Port-au-Prince, le 31 octobre 2018._ Les funérailles de six militants tués lors de la grande manifestation du 17 Octobre à Port-au-Prince, ont été chantées dans la matinée devant l’Église Notre Dame du Perpétuel Secours, à Bel-Air. La cérémonie a été perturbée par une patrouille de la Police Nationale à coup de gaz lacrymogènes, ce qui a transformé les obsèques en manifestation de rue.
Alors que les familles et proches des victimes pleuraient le départ subite de six (6) jeunes, une patrouille du corps spécialisé BOID aurait dispersé la foule en lançant des grenades lacrymogènes et en tirant en l’air, d’après les témoins. Furieux, les participants ont organisé une manifestation instantanée en trainant derrière eux 4 cercueils dans les rues du Centre-ville. Plusieurs centaines de personnes ont participé dans ce mouvement de panique.

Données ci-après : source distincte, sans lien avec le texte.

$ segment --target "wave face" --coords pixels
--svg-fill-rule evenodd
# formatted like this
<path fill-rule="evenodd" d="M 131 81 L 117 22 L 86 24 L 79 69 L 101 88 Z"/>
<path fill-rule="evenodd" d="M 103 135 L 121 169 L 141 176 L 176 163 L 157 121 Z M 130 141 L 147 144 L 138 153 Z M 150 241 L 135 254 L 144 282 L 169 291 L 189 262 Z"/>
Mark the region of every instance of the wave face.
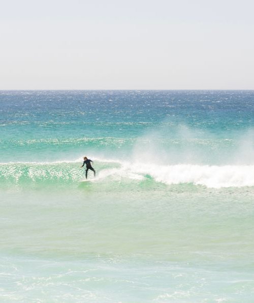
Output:
<path fill-rule="evenodd" d="M 178 164 L 152 166 L 97 160 L 99 171 L 94 184 L 130 180 L 139 182 L 152 180 L 169 185 L 192 183 L 209 188 L 254 186 L 254 166 L 200 166 Z M 92 173 L 89 171 L 89 175 Z M 0 164 L 2 185 L 28 186 L 39 184 L 45 185 L 77 185 L 84 179 L 84 170 L 77 162 L 24 163 Z"/>
<path fill-rule="evenodd" d="M 0 91 L 0 301 L 252 301 L 253 194 L 253 91 Z"/>

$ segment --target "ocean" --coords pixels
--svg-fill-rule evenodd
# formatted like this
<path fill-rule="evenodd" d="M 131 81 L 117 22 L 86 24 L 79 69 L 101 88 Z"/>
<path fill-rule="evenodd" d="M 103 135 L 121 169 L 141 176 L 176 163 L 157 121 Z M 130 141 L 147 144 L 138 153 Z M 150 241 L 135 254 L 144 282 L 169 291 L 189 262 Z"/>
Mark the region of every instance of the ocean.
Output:
<path fill-rule="evenodd" d="M 253 91 L 1 91 L 0 195 L 1 302 L 253 301 Z"/>

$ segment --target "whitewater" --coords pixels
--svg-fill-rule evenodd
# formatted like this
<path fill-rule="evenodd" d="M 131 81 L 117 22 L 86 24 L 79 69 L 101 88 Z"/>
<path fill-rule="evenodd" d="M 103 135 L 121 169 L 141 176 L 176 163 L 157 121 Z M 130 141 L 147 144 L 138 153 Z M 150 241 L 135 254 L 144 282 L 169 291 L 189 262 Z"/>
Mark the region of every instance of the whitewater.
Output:
<path fill-rule="evenodd" d="M 253 91 L 2 91 L 0 114 L 1 301 L 252 301 Z"/>

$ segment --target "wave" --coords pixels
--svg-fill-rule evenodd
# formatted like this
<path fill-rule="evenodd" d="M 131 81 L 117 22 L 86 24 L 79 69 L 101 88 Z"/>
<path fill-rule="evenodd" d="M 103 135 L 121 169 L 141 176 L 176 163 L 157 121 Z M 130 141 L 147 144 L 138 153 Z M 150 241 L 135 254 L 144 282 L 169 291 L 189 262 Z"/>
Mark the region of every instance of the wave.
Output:
<path fill-rule="evenodd" d="M 136 162 L 94 158 L 98 172 L 96 183 L 146 179 L 168 185 L 192 183 L 207 187 L 254 186 L 254 165 L 224 166 L 178 164 L 150 165 Z M 0 163 L 0 180 L 17 184 L 23 182 L 73 182 L 84 178 L 80 168 L 81 159 L 52 162 Z"/>

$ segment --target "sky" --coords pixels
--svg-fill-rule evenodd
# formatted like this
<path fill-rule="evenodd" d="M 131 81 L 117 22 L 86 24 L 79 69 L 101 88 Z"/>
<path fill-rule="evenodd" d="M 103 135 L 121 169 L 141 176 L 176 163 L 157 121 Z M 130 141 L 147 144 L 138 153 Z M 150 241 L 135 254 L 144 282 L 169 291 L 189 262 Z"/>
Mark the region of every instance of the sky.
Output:
<path fill-rule="evenodd" d="M 252 0 L 0 0 L 0 90 L 254 89 Z"/>

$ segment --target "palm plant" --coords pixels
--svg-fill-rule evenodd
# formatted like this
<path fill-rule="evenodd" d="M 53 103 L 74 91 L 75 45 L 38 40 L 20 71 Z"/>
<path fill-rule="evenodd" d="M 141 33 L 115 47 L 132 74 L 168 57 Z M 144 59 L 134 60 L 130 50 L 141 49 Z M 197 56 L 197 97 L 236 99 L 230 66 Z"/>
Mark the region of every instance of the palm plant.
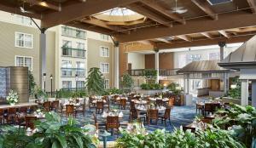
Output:
<path fill-rule="evenodd" d="M 90 94 L 102 94 L 104 92 L 104 79 L 102 73 L 97 67 L 92 67 L 89 71 L 86 78 L 86 87 Z"/>

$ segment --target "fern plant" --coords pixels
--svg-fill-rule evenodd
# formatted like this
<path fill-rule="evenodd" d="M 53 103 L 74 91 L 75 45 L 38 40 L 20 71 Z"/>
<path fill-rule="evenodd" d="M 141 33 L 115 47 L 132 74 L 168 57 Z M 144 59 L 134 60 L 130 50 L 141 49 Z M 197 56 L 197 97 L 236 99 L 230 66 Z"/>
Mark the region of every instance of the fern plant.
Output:
<path fill-rule="evenodd" d="M 92 67 L 89 71 L 86 78 L 86 87 L 90 94 L 101 95 L 104 92 L 104 79 L 102 73 L 97 67 Z"/>

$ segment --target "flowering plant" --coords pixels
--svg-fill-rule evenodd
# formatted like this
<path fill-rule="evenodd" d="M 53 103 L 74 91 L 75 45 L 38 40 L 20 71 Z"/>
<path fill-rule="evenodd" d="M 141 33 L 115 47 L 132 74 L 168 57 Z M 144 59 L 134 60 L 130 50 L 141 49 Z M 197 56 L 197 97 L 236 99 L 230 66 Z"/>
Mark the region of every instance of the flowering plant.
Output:
<path fill-rule="evenodd" d="M 8 96 L 6 97 L 7 102 L 9 104 L 16 104 L 18 103 L 19 96 L 16 91 L 10 90 Z"/>

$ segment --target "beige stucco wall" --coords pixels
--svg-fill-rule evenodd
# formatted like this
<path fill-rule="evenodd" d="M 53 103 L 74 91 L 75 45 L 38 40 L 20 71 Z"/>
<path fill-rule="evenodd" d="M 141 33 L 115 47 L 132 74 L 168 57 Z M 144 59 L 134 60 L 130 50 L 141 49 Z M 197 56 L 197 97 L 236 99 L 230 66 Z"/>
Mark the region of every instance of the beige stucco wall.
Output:
<path fill-rule="evenodd" d="M 15 47 L 15 32 L 32 34 L 32 48 Z M 0 66 L 15 66 L 15 55 L 32 57 L 32 74 L 39 84 L 39 35 L 38 29 L 0 21 Z M 55 32 L 46 31 L 47 37 L 47 85 L 49 75 L 55 73 Z M 46 86 L 48 90 L 50 86 Z"/>
<path fill-rule="evenodd" d="M 88 71 L 91 67 L 100 67 L 100 63 L 109 63 L 109 73 L 104 73 L 103 77 L 106 79 L 109 79 L 109 88 L 113 88 L 113 43 L 109 42 L 104 42 L 100 40 L 95 40 L 88 38 L 88 54 L 87 54 L 87 68 Z M 100 56 L 100 47 L 108 47 L 109 48 L 109 57 L 101 57 Z"/>

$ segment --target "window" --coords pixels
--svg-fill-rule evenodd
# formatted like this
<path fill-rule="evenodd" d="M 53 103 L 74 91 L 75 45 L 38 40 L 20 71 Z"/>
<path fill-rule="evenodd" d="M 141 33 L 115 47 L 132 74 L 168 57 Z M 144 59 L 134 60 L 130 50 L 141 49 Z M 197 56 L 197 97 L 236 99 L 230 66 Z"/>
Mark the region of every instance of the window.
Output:
<path fill-rule="evenodd" d="M 209 60 L 220 60 L 219 52 L 209 53 Z"/>
<path fill-rule="evenodd" d="M 32 20 L 29 17 L 22 16 L 16 14 L 16 21 L 19 24 L 26 25 L 26 26 L 32 26 Z"/>
<path fill-rule="evenodd" d="M 84 88 L 84 81 L 77 81 L 77 88 Z"/>
<path fill-rule="evenodd" d="M 77 71 L 76 73 L 79 77 L 84 76 L 85 71 L 84 71 L 84 62 L 77 61 Z"/>
<path fill-rule="evenodd" d="M 109 57 L 109 48 L 101 46 L 101 57 Z"/>
<path fill-rule="evenodd" d="M 109 63 L 101 63 L 100 69 L 102 73 L 109 73 Z"/>
<path fill-rule="evenodd" d="M 72 62 L 71 61 L 62 60 L 61 76 L 62 77 L 72 77 Z"/>
<path fill-rule="evenodd" d="M 72 88 L 71 81 L 62 81 L 62 88 Z"/>
<path fill-rule="evenodd" d="M 109 79 L 104 80 L 104 88 L 108 89 L 109 88 Z"/>
<path fill-rule="evenodd" d="M 15 65 L 28 67 L 29 71 L 32 71 L 32 58 L 26 56 L 15 56 Z"/>
<path fill-rule="evenodd" d="M 15 32 L 15 47 L 32 48 L 32 34 Z"/>
<path fill-rule="evenodd" d="M 107 40 L 107 41 L 108 41 L 108 35 L 101 34 L 101 38 L 102 38 L 102 40 Z"/>
<path fill-rule="evenodd" d="M 72 56 L 72 42 L 71 41 L 62 41 L 62 55 Z"/>

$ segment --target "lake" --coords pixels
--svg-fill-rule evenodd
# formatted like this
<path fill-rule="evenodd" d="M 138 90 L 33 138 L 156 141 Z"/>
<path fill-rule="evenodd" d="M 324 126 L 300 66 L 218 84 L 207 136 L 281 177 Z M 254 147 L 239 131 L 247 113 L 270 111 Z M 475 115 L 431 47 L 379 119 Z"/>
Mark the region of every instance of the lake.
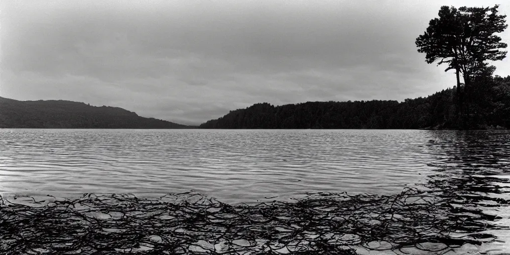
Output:
<path fill-rule="evenodd" d="M 0 129 L 6 197 L 193 190 L 253 203 L 454 187 L 482 207 L 510 199 L 509 178 L 506 131 Z M 509 221 L 507 206 L 484 210 Z M 491 233 L 506 243 L 486 249 L 510 244 L 508 233 Z"/>

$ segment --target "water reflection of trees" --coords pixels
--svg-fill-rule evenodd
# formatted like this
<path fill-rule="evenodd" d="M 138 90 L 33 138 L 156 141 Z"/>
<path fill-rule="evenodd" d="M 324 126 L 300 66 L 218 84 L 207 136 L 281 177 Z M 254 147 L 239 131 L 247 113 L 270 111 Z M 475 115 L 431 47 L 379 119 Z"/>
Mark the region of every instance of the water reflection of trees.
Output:
<path fill-rule="evenodd" d="M 227 205 L 200 194 L 0 197 L 0 253 L 346 254 L 446 252 L 497 237 L 507 206 L 510 134 L 436 132 L 437 170 L 393 195 L 310 194 L 294 202 Z"/>
<path fill-rule="evenodd" d="M 499 225 L 501 216 L 488 209 L 510 204 L 510 133 L 431 133 L 435 139 L 428 146 L 441 155 L 430 165 L 436 173 L 425 186 L 440 197 L 454 198 L 452 212 L 463 217 L 470 236 L 495 239 L 492 230 L 508 226 Z"/>

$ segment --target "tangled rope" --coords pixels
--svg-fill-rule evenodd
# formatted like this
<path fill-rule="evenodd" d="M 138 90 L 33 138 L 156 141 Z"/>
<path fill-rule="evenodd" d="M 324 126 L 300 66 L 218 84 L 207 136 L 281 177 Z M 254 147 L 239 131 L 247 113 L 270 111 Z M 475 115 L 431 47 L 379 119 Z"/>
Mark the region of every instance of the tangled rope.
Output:
<path fill-rule="evenodd" d="M 495 238 L 478 233 L 490 226 L 476 208 L 459 211 L 455 197 L 416 188 L 256 205 L 193 192 L 0 198 L 2 254 L 354 255 L 356 247 L 446 253 Z"/>

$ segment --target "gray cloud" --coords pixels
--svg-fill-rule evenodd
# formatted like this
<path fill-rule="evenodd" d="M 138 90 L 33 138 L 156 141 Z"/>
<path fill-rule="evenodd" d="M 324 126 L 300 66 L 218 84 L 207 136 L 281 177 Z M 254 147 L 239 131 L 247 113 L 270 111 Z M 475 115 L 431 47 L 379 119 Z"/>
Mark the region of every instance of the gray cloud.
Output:
<path fill-rule="evenodd" d="M 264 101 L 424 96 L 454 75 L 426 64 L 416 37 L 441 5 L 494 4 L 316 2 L 3 1 L 0 95 L 188 124 Z"/>

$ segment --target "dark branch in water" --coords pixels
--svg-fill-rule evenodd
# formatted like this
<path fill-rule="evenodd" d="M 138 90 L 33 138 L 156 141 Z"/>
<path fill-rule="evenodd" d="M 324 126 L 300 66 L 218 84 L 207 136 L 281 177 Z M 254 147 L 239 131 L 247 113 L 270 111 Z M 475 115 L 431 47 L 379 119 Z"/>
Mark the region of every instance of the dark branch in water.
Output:
<path fill-rule="evenodd" d="M 406 188 L 394 195 L 315 193 L 293 202 L 233 205 L 194 193 L 0 197 L 0 253 L 446 252 L 495 238 L 477 234 L 491 227 L 479 210 L 459 209 L 454 196 L 436 195 Z"/>

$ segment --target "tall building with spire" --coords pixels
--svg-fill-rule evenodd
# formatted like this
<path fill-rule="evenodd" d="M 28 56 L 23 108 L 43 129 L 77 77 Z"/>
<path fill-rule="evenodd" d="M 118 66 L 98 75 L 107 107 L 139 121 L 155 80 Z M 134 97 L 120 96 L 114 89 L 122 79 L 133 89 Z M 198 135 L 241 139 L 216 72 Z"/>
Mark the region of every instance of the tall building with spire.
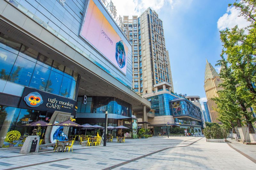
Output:
<path fill-rule="evenodd" d="M 218 97 L 217 92 L 222 90 L 219 85 L 222 82 L 215 69 L 211 63 L 206 59 L 205 70 L 204 73 L 204 90 L 207 98 L 207 105 L 212 122 L 220 122 L 217 119 L 219 117 L 218 113 L 214 110 L 217 105 L 212 100 L 212 98 Z"/>

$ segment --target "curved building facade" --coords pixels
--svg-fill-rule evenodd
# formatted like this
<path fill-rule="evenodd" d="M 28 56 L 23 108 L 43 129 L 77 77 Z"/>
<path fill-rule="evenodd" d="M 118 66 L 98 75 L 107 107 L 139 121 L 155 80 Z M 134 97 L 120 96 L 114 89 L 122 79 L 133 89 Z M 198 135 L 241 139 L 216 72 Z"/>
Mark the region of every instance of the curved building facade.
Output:
<path fill-rule="evenodd" d="M 132 88 L 132 53 L 100 1 L 0 1 L 0 147 L 22 146 L 32 133 L 22 125 L 40 120 L 143 117 L 150 104 Z M 42 132 L 46 143 L 56 128 Z"/>

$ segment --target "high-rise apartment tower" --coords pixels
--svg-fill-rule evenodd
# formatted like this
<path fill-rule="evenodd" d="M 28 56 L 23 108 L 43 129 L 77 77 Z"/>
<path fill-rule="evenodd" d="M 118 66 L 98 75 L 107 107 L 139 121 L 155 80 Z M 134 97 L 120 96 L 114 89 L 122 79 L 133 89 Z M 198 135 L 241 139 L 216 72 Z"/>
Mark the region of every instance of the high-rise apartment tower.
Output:
<path fill-rule="evenodd" d="M 165 47 L 163 21 L 148 8 L 140 16 L 124 16 L 132 45 L 133 87 L 141 95 L 154 92 L 154 85 L 163 82 L 173 92 L 169 55 Z M 125 32 L 127 30 L 124 30 Z"/>

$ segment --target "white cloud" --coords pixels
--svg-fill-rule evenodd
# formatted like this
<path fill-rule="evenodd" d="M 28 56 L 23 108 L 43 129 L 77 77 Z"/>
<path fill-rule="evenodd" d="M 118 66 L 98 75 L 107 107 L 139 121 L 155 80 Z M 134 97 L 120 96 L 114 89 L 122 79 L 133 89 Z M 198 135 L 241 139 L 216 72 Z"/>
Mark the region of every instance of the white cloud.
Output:
<path fill-rule="evenodd" d="M 202 109 L 205 110 L 204 109 L 204 104 L 203 104 L 203 102 L 207 102 L 207 98 L 206 98 L 206 97 L 202 97 L 199 99 L 199 101 L 200 101 L 200 103 L 201 104 L 201 106 L 202 107 Z"/>
<path fill-rule="evenodd" d="M 214 67 L 214 69 L 215 70 L 216 70 L 216 71 L 218 73 L 218 74 L 220 73 L 220 66 L 219 67 Z"/>
<path fill-rule="evenodd" d="M 158 13 L 165 5 L 170 5 L 173 9 L 174 5 L 180 1 L 180 0 L 112 0 L 116 6 L 118 17 L 119 15 L 122 17 L 124 15 L 129 15 L 131 18 L 132 15 L 140 15 L 149 7 Z M 110 2 L 110 0 L 108 2 Z"/>
<path fill-rule="evenodd" d="M 217 22 L 217 26 L 220 31 L 226 28 L 230 29 L 237 25 L 240 28 L 244 28 L 249 23 L 243 16 L 238 17 L 240 11 L 235 7 L 228 8 L 227 13 L 221 17 Z"/>

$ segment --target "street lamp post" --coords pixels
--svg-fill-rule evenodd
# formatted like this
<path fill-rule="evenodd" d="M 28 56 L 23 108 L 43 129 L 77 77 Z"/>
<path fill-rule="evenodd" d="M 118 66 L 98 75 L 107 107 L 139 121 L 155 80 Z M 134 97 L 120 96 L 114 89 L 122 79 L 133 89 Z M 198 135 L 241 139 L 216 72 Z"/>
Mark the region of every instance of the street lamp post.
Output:
<path fill-rule="evenodd" d="M 108 126 L 108 111 L 106 111 L 105 113 L 105 128 L 104 130 L 104 141 L 103 146 L 106 146 L 107 144 L 107 127 Z"/>

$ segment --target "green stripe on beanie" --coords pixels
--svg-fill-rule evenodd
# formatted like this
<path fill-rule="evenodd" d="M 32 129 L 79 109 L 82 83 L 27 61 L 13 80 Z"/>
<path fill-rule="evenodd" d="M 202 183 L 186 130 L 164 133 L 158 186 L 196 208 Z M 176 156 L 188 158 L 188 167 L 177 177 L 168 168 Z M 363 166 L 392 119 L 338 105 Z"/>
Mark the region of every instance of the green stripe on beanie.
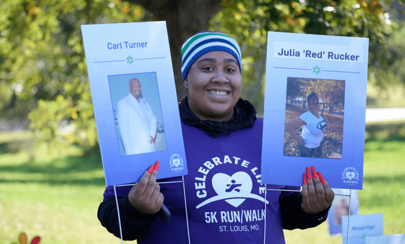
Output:
<path fill-rule="evenodd" d="M 190 37 L 181 47 L 181 73 L 183 82 L 187 77 L 188 70 L 202 55 L 213 51 L 223 51 L 233 56 L 241 67 L 241 48 L 232 37 L 220 32 L 204 31 Z"/>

Les agents de CIMO ont à nouveau dispersé la manifestation aux environs de la Place Nèg Mawon, à quelques mètres du palais national. Les protestataires ont répliqué avec des jets de pierre et de bouteilles et en dressant des barricades enflammées dans tout le centre-ville. Plusieurs blessés par balle ont été recensés par nos reporters, un jeune garçon atteint au pied et un marchand qui a reçu un projectile dans le dos. Ils ont été transportés à l’hôpital en toute urgence.
Des slogans hostiles ont été lancés envers le gouvernement, spécialement à l’endroit du Président Jovenel Moise. La Police Nationale d’Haïti, elle aussi, a été pris pour cible dans par les manifestants, qui disent « préférer le puissant chef de gang Arnel du Village de Dieu qu’au lieu des policiers ».
« Voilà le cercueil d’une jeune fille dans la vingtaine qui habitait à la Rue Nord Alexis (Lalue). Elle était enceinte, elle est décédée d’une éclampsie quand la police a bombardé sa zone avec des bombes lacrymogène le 17 octobre dernier », nous raconte une vielle dame proche du défunt. « Maintenant nous allons voir Arnel pour porter plainte, puisque le gouvernement nous massacre », poursuit-elle.
Arrivé au Village de Dieu, la foule qui trainait avec les cercueils a été accueillie par une dizaine d’hommes lourdement armés qui entouraient leur chef Arnel. En vêtement déconcentré, muni d’une arme de pointe de calibre 9 mm, l’homme fort de Grand-Rue a constaté le faits pour rentrer chez lui par la suite, sur l’applaudissement des manifestants et des riverains de la zone.
Le numéro deux de cette bande armée se dit attristé de voir les cadavres et les marques de projectiles sur certains, « nous sommes des révolutionnaires, notre mouvement concerne toute la population. Si la police ne veut pas dégénérer les choses, qu’il vous laisse manifester en paix », affirme-t-il.
« C’est un honneur de rencontrer les représentants de ces cadavres. C’est l’heure de prendre le contrôle de la rue, c’est l’heure d’arrêter de nous entretuer dans les quartiers populaires. C’est le régime en place qui est à la base de cette situation puisqu’il se sent qu’il n’est pas confortable », a-t-il continué.
Tard dans l’après-midi des rafales d’armes automatiques ont été entendues dans la 3e circonscription de Port-au-Prince; la route de Grand Rue a été désertée par tout le monde, même par les agents de la PNH.